Well written design documents, I appreciate the level of detail!
Question about the legacy nvme connect-all --nbft: still being used by dracut, so I guess it stays, yet discoverd reimplements some logic. Would be nice to unify the codebase to avoid duplication. My concern is interpretation of various NBFT flags and processes... although certain best practices got added in the Boot Spec, there are still gaps. There have always been disparity between various UEFI implementations and the OS, even though we generally tend to avoid adding quirks in the nvme-cli NBFT code for firmware bugs.
|
|
||
| **Tools that bypass libnvme or use NULL owner** produce unowned connections — no registry entry is written, and `disconnect-all` treats them as freely disconnectable. The most common sources are: | ||
|
|
||
| - **UDisks**: a D-Bus daemon that provides block-device management to desktop environments; it calls libblockdev (`bd_nvme_connect`), which calls libnvme internally, but neither participates in registry ownership. |
There was a problem hiding this comment.
The plan is to always supply owner information, e.g. 'udisks', with a possibility to override this via an optional argument to any arbitrary string.

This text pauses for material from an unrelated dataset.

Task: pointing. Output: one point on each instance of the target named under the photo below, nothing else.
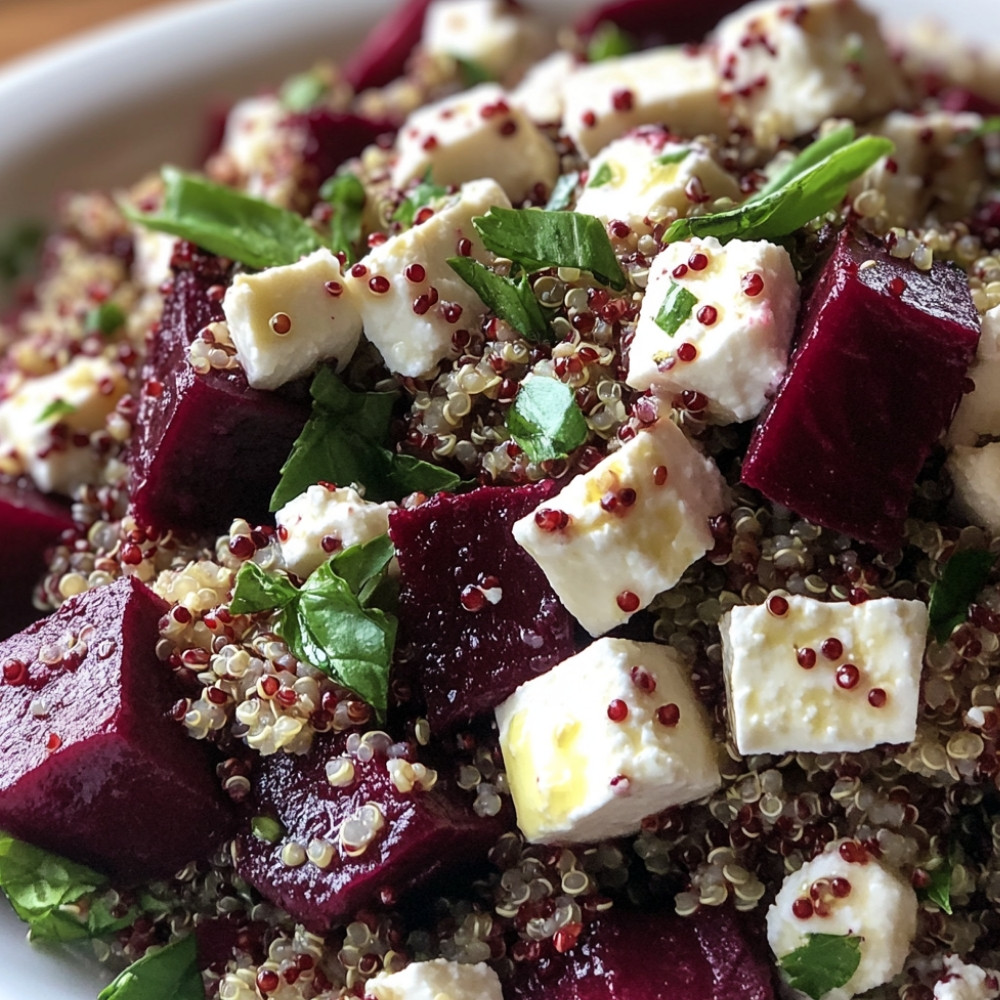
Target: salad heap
(521, 521)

Since UDisks is rather high-level layer, we're able to respect exclusions actively and refuse connection, unless forced. At this point only simple connect & disconnect commands are provided, falling into Tier 1. However there were plans to provide simple discovery incl. mDNS support browser functionality in the future, leaning towards Tier 2 (as there will likely always be an external consumer to trigger any action first).

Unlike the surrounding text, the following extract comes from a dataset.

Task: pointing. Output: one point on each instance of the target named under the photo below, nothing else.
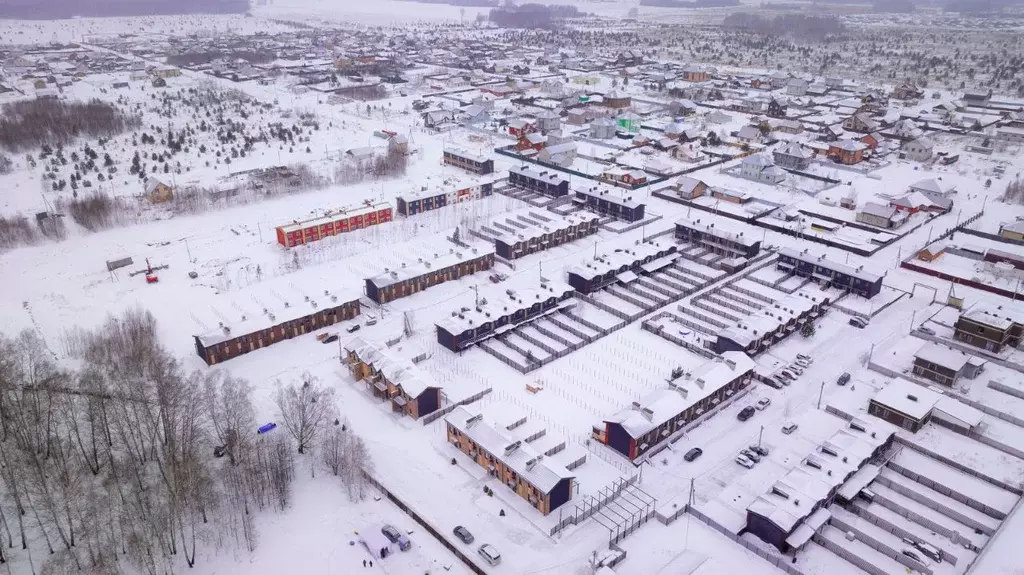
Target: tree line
(128, 463)
(30, 124)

There was a problem hiding this comment.
The plan is to always supply owner information, e.g.
'udisks', ...
Thanks — I'll update the UDisks entry accordingly: supplies owner='udisks' (overridable to an arbitrary string), actively respects exclusions and refuses unless forced, Tier 1 today. I'll add this to the RFC.
However there were plans to provide simple discovery incl. mDNS support browser functionality in the future...
On the future mDNS direction, though, I'd like to clarify before we pencil in a Tier 2 / mDNS-browser role for UDisks — because mDNS/DNS-SD discovery of Discovery Controllers is a genuine can of worms, and a third independent browser would compound it. We're already wrestling with how to coordinate mDNS browsing between just two orchestrators, nvme-discoverd and nvme-stas: having both browse at once is a misconfiguration we have to actively detect and arbitrate (the "zeroconf-conflict" problem, still unsolved in the general case). If UDisks adds its own mDNS browser, that's a third layer independently discovering the same DCs and potentially connecting, with no shared owner of "who browses mDNS on this host." Could you say more about what UDisks intends — a full mDNS DC-discovery browser, or something narrower (e.g. surfacing controllers another component already discovered)? If it's the former, I think we need a cross-orchestrator story for mDNS-browser ownership before multiple layers start doing it independently — two is already hard, and three concurrent browsers on one host would be painful to reason about. I'd rather flag it now than debug three browsers fighting later.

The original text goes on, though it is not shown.